The US president was to issue an ultimatum to Mr Saddam to go into exile — something the Iraqi leader has ruled out, vowing to die in his homeland, Mr Powell said, setting the stage for imminent strikes on Baghdad.
Mr Powell said Mr Saddam “has had his chance, he has had many chances over the last 12 years and he has blown every one of those chances,” while White House spokesman Ari Fleischer added: “The diplomatic window is now closed.”
UN Secretary General Kofi Annan ordered weapons inspectors and humanitarian staff to leave Iraq, lamenting the “human catastrophe” of an impending war.
Iraqi officials said they hoped the inspectors would stay, while flatly rejecting calls for their president to seek exile.
A defiant Saddam insisted that Baghdad was ready for war, but hoped to avoid conflict: “We are ready to sacrifice our souls, our children and our families so as not to give up Iraq,” Iraqi television quoted him as saying.
Announcing the withdrawal of the draft resolution, Britain’s UN ambassador Jeremy Greenstock said “the co-sponsors reserve their right to take their own steps to secure the disarmament of Iraq.”
Speaking shortly before the UN Security Council went into closed-door session for what Mr Bush said was its “moment of truth” on Iraq, Greenstock blamed France for the breakdown in diplomacy.
Without mentioning Paris by name, Greenstock and his US counterpart, John Negroponte, referred to “the explicit threat” by “one country in particular” to veto the draft.
Mr Powell labelled the breakdown: “a test that the Security Council did not meet.”
Britain and the United States made a final appeal to France and Russia on Sunday to support their draft resolution demanding Saddam disarm or face war, but met unswerving opposition Monday, with Paris vowing to veto the proposal.
With the resolution not going to a vote, France’s UN ambassador insisted that the draft would not have received the necessary nine Security Council votes regardless of Paris’ promised veto.
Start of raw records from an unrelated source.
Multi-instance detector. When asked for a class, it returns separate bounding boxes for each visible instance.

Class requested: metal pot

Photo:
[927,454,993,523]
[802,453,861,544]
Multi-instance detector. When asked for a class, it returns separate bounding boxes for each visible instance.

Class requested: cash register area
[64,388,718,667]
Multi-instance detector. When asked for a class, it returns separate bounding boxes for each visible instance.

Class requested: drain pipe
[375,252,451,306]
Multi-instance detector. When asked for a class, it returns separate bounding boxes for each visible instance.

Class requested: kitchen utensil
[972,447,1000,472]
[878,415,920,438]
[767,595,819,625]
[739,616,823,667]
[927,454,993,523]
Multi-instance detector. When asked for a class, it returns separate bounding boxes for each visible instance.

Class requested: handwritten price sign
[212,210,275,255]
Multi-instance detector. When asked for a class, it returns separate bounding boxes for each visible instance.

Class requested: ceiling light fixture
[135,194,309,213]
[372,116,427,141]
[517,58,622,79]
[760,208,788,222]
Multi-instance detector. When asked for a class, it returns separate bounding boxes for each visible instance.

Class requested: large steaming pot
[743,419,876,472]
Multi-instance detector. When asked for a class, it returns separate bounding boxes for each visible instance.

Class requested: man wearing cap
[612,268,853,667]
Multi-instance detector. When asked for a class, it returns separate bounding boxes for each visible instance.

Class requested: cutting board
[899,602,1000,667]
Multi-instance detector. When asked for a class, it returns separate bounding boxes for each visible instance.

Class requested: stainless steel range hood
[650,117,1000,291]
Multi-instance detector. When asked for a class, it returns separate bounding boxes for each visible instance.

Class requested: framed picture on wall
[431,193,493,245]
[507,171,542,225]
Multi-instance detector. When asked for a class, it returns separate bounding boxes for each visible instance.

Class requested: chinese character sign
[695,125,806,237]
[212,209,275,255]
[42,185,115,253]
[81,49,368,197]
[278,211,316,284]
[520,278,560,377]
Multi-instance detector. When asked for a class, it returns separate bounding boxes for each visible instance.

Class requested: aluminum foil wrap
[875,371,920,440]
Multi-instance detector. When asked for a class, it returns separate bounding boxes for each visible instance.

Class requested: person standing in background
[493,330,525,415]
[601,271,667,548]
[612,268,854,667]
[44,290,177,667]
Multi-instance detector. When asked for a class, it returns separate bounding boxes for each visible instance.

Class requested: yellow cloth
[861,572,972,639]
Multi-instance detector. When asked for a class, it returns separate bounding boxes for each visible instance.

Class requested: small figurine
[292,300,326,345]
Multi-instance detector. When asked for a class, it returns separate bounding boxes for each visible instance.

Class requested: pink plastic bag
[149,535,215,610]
Russian Foreign Minister Igor Ivanov insisted an attack on Iraq would be against international law and was not covered by November’s UN resolution 1441, as London and Washington maintain, the Interfax news agency reported.
With over a quarter of a million US and British troops poised to move on Baghdad, the two countries told their nationals to leave Kuwait immediately, with London warning of the threat of chemical and biological attack from neighbouring Iraq.
Saddam again insisted that Iraq no longer possessed any weapons of mass destruction, while admitting to having them in the past, his son Uday’s television channel said, denying US allegations against Baghdad.
A US defence official said the United States had information indicating that Iraq had distributed chemical weapons to some Republican Guard units.
With war looking imminent, UN observers also evacuated the demilitarized zone along the Kuwait-Iraq border heading for Kuwait City, a UN spokesman said.
Washington ordered its non-essential diplomats to leave Israel, Syria and Kuwait, with other capitals following suit to pull staff from the region.
Russian President Vladimir Putin said the United States would be making a serious mistake if it went to war, in his first direct comments on the crisis for weeks, Interfax news agency reported.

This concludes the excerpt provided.